3

I am coding using bash on terminal through a docker container on my mac. I am struggling to figure out how to remove the last 2 columns on my TSV file. It has 7 total and the last 2 are not needed for my work and are required to be removed.

Edit: The first picture is the original data file, the second is what the code is doing and it is deleting some random entries from the column. The third picture is what the end result of this program should do. The month and year columns I am struggling with also but I deleted the code and tried to simplify the data first.

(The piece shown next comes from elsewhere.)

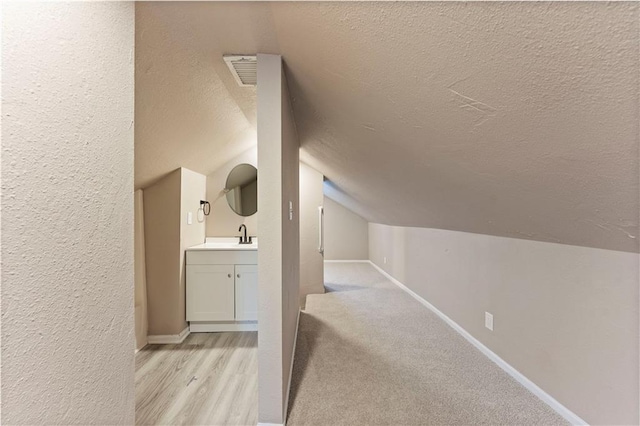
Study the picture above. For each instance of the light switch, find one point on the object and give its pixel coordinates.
(488, 320)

I tried using awk and using NF = NF - 2 which does remove the last 2 columns but for some reason deletes some of the data I have in my 5th column which I need. So whilst I got the column deletion I needed, the code did a little extra. Here is the code:

preprocess() {
 31     input_file="$1"
 32 
 33     # Extract the base name of the input file
 34     base_name=$(basename "$input_file" .tsv)
 35 
 36     # Create the new output file name
 37     output_file="${base_name}_clean.tsv"
 38 
 39     awk -F'\t' 'BEGIN{OFS=FS} 
 40     {
 41         NF = NF - 2
 42 
 43         print
 44     }' "$input_file" > "$output_file"
 45 }

I Have a few other lines but they shouldn't cause any issues. They just check the file exists etc.

The original data file

The incorrect output

What it should look like. Will be doing the month and year column later and will need help with that also. Tried doing that first but couldn't get it to work so I wiped the code and thought I'd simplify the data first

Ulrich Eckhardt
  • 16,572
  • 3
  • 28
  • 55
Spoku
  • 49
  • 4
  • 2
    Please take a look at [How to create a Minimal, Complete, and Verifiable example](http://stackoverflow.com/help/mcve). – Cyrus May 20 '23 at 16:07
  • 1
    `csvcut -t -c 1-5 input.tsv` (csvcut is part of the csvkit package) – Shawn May 20 '23 at 16:15
  • 3
    please update the questino with the sample data file, the (wrong) output generated by your code and the (correct) expected output – markp-fuso May 20 '23 at 17:02
  • There is [some discussion here](https://unix.stackexchange.com/questions/450603/what-can-be-done-with-nf-in-an-awk-code-block-or-function) on modification directly of `NF`. Maybe it's relevant for you ? – MyICQ May 20 '23 at 17:22
  • 1
    Regarding "I tried using awk and using NF = NF - 2 which does remove the last 2 columns but for some reason deletes some of the data I have in my 5th column which I need." - `NF=NF-2` is undefined behavior so your awk could do anything, but chances are you have DOS line endings messing with what you see, see [why-does-my-tool-output-overwrite-itself-and-how-do-i-fix-it](https://stackoverflow.com/questions/45772525/why-does-my-tool-output-overwrite-itself-and-how-do-i-fix-it) – Ed Morton May 21 '23 at 14:59
  • If you [edit] your question to provide concise, testable sample input and expected output then we can best help you. – Ed Morton May 21 '23 at 15:00

5 Answers5

2

With AWK a script like this works:

Inputdata (separated by ; for clarity here, but could be tab also).

F1;F2;F3;F4
V11;V12;V13;V14
V21;V22;V23;V24

Program to convert. Comments to everyone can follow, even those new to awk.

BEGIN{
   FS=";"    # Convert til "\t" for TAB separation
   OFS=";"   # set as desired
   skipcolcount=2
}

{ 
  # In each line, loop over the fields
  for (i=1;i<=NF-skipcolcount;i++) {   
     printf $i                   # reference field by index variable  
     if (i<NF-skipcolcount) {    # no separator after last field
       printf OFS
     }
  }
  printf "\n"                    # linefeed after each line
}

Result:

F1;F2
V11;V12
V21;V22
MyICQ
  • 987
  • 1
  • 9
  • 25
  • This is more verbose than other solution modifiing `NF`, but allows more flexibility such as printing every other column, or skipping certain specific columns. – MyICQ May 21 '23 at 06:31
2

I tried using awk and using NF = NF - 2 which does remove the last 2 columns but for some reason deletes some of the data I have in my 5th column which I need.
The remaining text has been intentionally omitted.